Du coup, l'État organise dans l'urgence leur sauvetage, lequel devrait
coûter plusieurs centaines de milliards de dollars aux contribuables.
Une seconde
intervention publique a amplifié les excès bancaires dans
l'octroi de crédits à des familles insolvables. Dans les
années 1990, des études révélèrent que les
refus de prêts aux membres des communautés noires et hispaniques
étaient un peu plus nombreux que vis-à-vis des Blancs ou des
Asiatiques, quand bien même ces refus ne concernaient qu'une demande de
prêt sur quatre.

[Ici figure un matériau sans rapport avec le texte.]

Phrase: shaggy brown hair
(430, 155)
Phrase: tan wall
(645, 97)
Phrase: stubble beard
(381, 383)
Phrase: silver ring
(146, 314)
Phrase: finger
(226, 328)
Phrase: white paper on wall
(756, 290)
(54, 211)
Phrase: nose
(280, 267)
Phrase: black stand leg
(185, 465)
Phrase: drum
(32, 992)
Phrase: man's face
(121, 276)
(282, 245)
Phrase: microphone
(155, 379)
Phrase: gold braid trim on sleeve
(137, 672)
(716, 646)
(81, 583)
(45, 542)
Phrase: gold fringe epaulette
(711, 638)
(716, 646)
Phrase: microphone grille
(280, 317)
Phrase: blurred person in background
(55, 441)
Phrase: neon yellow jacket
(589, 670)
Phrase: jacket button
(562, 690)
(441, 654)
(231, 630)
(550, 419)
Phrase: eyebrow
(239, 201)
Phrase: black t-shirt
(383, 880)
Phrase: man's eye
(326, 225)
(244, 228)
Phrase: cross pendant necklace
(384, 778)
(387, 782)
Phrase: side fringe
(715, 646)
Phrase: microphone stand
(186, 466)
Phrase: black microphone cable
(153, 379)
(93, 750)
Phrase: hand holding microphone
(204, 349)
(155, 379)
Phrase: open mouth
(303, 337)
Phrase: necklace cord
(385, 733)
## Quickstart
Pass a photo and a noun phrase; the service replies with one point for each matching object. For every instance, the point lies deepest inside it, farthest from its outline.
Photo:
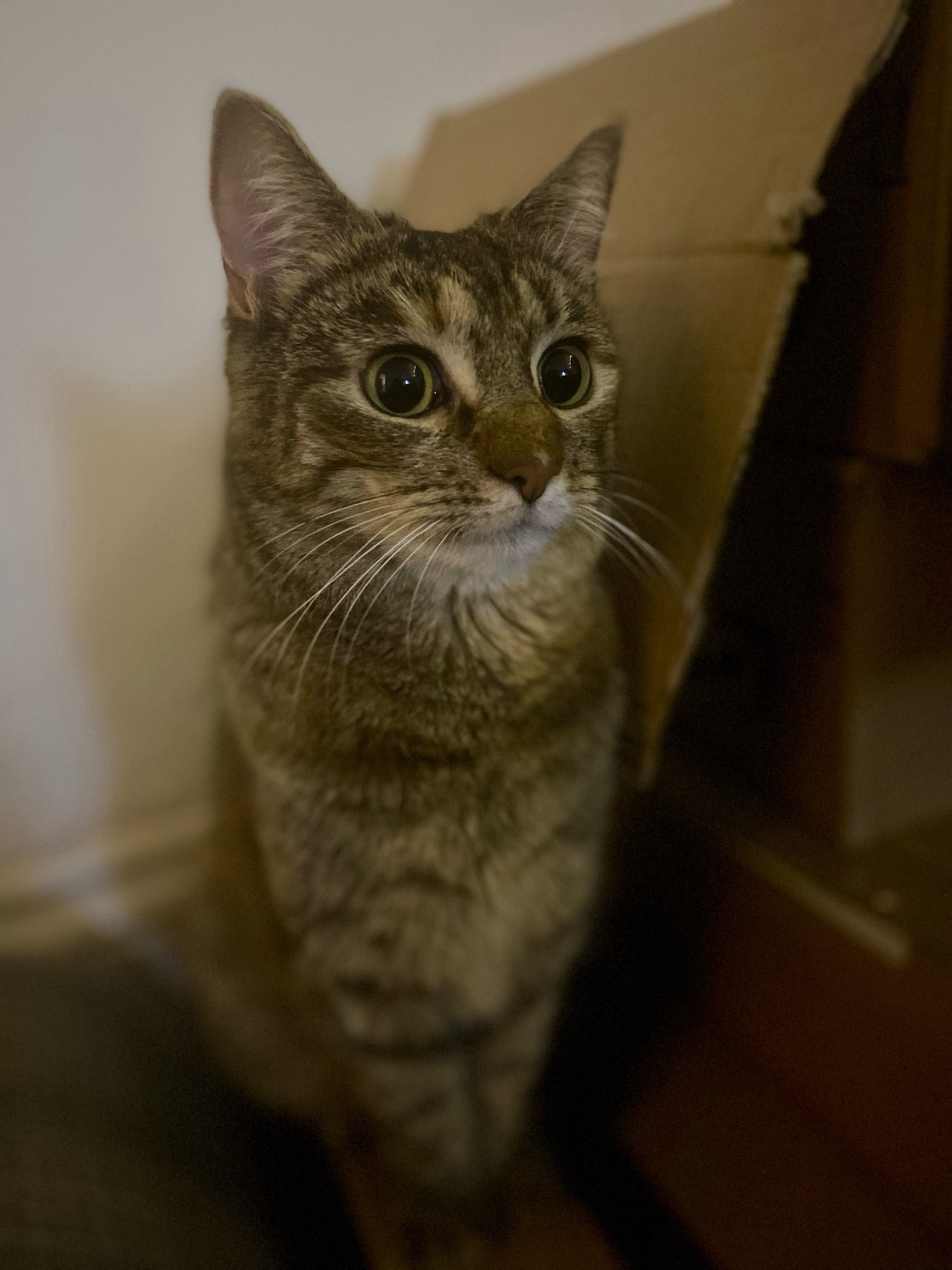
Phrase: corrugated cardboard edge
(697, 585)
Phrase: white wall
(111, 392)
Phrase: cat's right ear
(276, 210)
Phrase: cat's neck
(428, 671)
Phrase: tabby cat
(418, 656)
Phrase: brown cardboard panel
(699, 340)
(728, 119)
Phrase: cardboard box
(728, 121)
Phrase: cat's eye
(564, 375)
(403, 384)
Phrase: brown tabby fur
(420, 669)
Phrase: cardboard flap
(728, 119)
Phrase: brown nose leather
(531, 476)
(522, 444)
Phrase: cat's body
(418, 655)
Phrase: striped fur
(420, 671)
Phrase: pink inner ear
(235, 219)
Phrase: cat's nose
(522, 444)
(531, 476)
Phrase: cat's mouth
(505, 539)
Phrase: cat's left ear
(569, 209)
(275, 208)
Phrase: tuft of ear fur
(569, 209)
(274, 205)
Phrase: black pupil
(400, 385)
(560, 375)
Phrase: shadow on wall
(140, 481)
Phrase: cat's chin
(497, 551)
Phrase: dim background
(112, 398)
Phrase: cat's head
(422, 398)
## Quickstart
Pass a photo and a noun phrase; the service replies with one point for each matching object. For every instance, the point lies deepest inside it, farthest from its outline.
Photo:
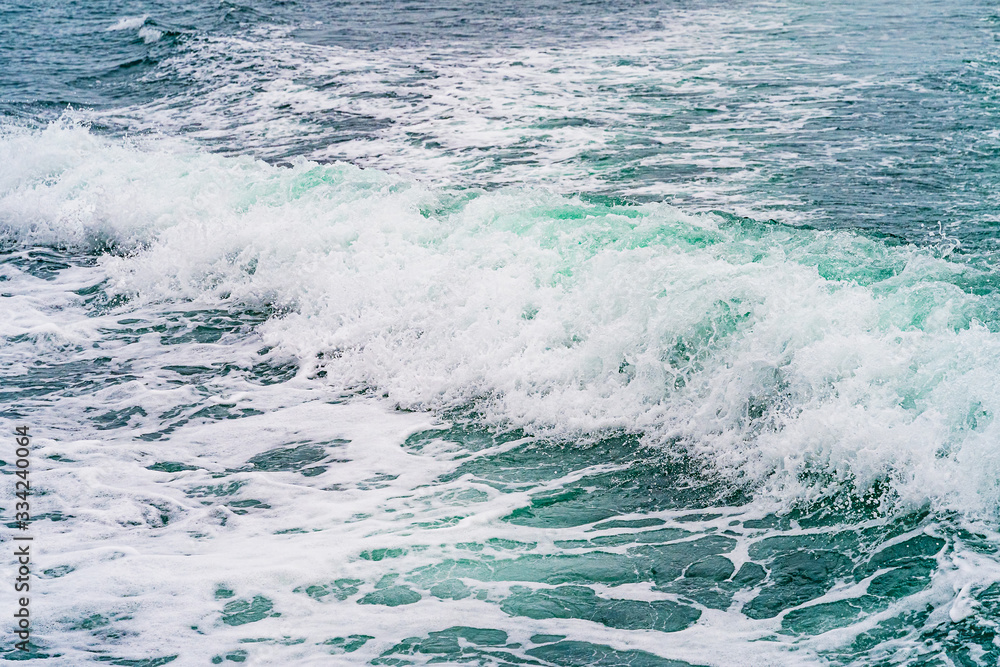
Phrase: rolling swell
(782, 355)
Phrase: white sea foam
(768, 350)
(128, 23)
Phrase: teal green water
(510, 334)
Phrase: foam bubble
(128, 23)
(811, 359)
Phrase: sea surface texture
(536, 332)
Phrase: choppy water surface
(532, 333)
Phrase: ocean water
(513, 333)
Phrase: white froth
(552, 314)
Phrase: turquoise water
(519, 333)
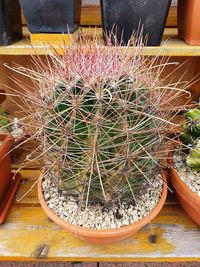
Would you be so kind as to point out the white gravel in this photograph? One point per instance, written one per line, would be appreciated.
(189, 177)
(95, 216)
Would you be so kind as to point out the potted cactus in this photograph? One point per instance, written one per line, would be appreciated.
(52, 16)
(188, 21)
(144, 18)
(100, 117)
(185, 166)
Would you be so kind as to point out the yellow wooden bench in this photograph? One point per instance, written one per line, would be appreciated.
(28, 235)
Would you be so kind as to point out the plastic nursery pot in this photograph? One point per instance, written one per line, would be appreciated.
(103, 236)
(189, 21)
(123, 18)
(8, 182)
(188, 199)
(52, 16)
(10, 22)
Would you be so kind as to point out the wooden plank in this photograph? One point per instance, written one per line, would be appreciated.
(28, 235)
(91, 15)
(171, 45)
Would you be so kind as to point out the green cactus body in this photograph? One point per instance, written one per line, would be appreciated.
(193, 159)
(192, 128)
(108, 135)
(4, 122)
(191, 136)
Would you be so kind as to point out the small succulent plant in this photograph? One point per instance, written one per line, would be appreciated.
(4, 122)
(191, 137)
(100, 115)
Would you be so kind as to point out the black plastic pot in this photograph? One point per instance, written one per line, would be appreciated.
(52, 16)
(10, 22)
(145, 17)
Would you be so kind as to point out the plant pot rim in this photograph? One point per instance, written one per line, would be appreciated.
(176, 175)
(103, 233)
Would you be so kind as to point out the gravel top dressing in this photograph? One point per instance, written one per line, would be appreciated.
(96, 216)
(189, 177)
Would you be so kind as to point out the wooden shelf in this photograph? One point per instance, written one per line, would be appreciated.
(171, 45)
(28, 235)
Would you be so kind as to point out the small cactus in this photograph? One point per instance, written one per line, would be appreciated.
(191, 137)
(100, 115)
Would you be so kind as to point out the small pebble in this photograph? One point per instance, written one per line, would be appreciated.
(96, 217)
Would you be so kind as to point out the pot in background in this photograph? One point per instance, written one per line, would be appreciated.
(189, 21)
(52, 16)
(187, 198)
(103, 236)
(126, 17)
(10, 22)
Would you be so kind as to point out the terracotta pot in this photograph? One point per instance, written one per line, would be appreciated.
(8, 182)
(103, 236)
(188, 199)
(189, 21)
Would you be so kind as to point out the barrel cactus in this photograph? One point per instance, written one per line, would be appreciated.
(100, 116)
(191, 137)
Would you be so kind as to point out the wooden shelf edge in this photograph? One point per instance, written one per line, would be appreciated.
(171, 45)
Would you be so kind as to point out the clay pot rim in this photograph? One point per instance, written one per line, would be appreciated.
(103, 233)
(175, 173)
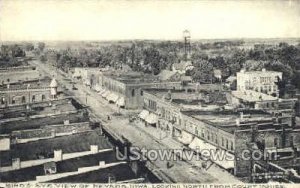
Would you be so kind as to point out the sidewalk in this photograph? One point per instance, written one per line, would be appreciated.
(167, 140)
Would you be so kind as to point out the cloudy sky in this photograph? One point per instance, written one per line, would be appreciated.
(113, 20)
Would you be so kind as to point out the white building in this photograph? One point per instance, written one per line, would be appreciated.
(260, 81)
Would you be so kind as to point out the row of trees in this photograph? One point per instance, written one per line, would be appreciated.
(152, 57)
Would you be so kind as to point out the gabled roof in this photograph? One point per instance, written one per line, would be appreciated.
(182, 65)
(166, 74)
(53, 83)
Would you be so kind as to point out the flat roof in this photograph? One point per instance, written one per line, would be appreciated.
(33, 84)
(134, 77)
(253, 96)
(188, 96)
(226, 119)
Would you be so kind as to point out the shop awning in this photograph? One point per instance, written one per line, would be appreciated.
(143, 114)
(226, 160)
(199, 145)
(97, 88)
(102, 91)
(112, 97)
(219, 156)
(186, 138)
(105, 94)
(121, 101)
(152, 118)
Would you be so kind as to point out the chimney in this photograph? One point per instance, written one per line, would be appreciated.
(67, 122)
(53, 133)
(94, 148)
(237, 121)
(4, 144)
(241, 115)
(57, 155)
(102, 163)
(16, 163)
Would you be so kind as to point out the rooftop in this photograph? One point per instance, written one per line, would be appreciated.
(253, 96)
(39, 108)
(120, 172)
(27, 174)
(68, 144)
(133, 77)
(189, 98)
(227, 119)
(30, 84)
(23, 123)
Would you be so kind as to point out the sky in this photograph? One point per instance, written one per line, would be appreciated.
(145, 19)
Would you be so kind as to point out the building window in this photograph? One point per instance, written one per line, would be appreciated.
(33, 98)
(23, 99)
(291, 141)
(276, 142)
(227, 144)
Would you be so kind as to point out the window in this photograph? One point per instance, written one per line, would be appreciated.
(227, 144)
(23, 99)
(43, 97)
(276, 142)
(291, 141)
(33, 98)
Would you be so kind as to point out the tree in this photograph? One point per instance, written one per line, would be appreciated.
(41, 46)
(29, 47)
(202, 71)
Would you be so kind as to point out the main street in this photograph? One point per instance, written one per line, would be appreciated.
(179, 171)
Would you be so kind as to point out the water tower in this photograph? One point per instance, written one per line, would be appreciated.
(187, 44)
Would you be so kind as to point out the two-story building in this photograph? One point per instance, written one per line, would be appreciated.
(261, 81)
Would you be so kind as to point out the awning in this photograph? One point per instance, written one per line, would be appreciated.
(112, 97)
(226, 160)
(152, 118)
(105, 94)
(186, 138)
(97, 88)
(219, 156)
(102, 91)
(121, 101)
(143, 114)
(199, 145)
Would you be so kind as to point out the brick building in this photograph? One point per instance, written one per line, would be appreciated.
(195, 120)
(261, 81)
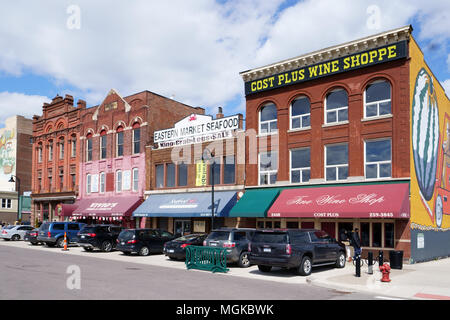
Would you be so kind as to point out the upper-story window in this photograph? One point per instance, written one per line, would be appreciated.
(89, 147)
(336, 106)
(103, 144)
(268, 167)
(119, 142)
(300, 165)
(136, 138)
(377, 99)
(378, 158)
(268, 119)
(336, 162)
(300, 113)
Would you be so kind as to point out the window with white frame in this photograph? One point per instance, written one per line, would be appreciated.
(300, 113)
(102, 182)
(268, 167)
(268, 119)
(118, 181)
(135, 179)
(336, 162)
(300, 165)
(377, 99)
(378, 158)
(336, 106)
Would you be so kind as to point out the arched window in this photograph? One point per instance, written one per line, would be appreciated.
(268, 119)
(377, 99)
(336, 106)
(300, 113)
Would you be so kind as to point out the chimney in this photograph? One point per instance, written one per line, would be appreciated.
(219, 114)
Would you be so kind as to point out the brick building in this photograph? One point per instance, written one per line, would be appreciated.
(112, 154)
(179, 176)
(335, 132)
(15, 162)
(55, 161)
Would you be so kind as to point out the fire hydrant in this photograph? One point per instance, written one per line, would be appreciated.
(385, 270)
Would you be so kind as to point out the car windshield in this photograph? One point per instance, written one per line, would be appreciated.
(219, 235)
(270, 237)
(126, 235)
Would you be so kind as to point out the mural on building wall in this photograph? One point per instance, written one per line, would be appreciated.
(430, 142)
(7, 157)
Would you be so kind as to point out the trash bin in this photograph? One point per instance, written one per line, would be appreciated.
(396, 259)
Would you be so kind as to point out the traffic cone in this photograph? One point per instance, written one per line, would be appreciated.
(65, 242)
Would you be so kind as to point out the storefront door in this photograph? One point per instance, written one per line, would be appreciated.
(182, 227)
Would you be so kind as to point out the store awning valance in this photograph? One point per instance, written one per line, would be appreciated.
(195, 204)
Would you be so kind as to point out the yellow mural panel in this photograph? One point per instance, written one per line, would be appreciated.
(430, 147)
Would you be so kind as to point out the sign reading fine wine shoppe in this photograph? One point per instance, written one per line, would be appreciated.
(196, 129)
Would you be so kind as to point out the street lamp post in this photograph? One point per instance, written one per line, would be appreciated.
(17, 181)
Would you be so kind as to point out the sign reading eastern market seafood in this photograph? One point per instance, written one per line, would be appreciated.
(343, 64)
(196, 128)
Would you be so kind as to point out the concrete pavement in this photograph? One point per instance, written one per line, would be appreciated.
(427, 280)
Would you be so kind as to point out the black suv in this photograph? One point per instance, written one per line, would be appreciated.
(99, 236)
(143, 241)
(235, 240)
(300, 249)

Certains lobbies y virent non le reflet logique de la
moindre richesse de ces communautés, mais la preuve d'un
prétendu racisme du monde financier.
Une loi
antidiscriminatoire de 1977, le Community Reinvestment Act (CRA), fut donc
renforcée en 1995 pour rendre plus ardu le refus de crédit aux
minorités par les banques, sous peine de sanctions renforcées.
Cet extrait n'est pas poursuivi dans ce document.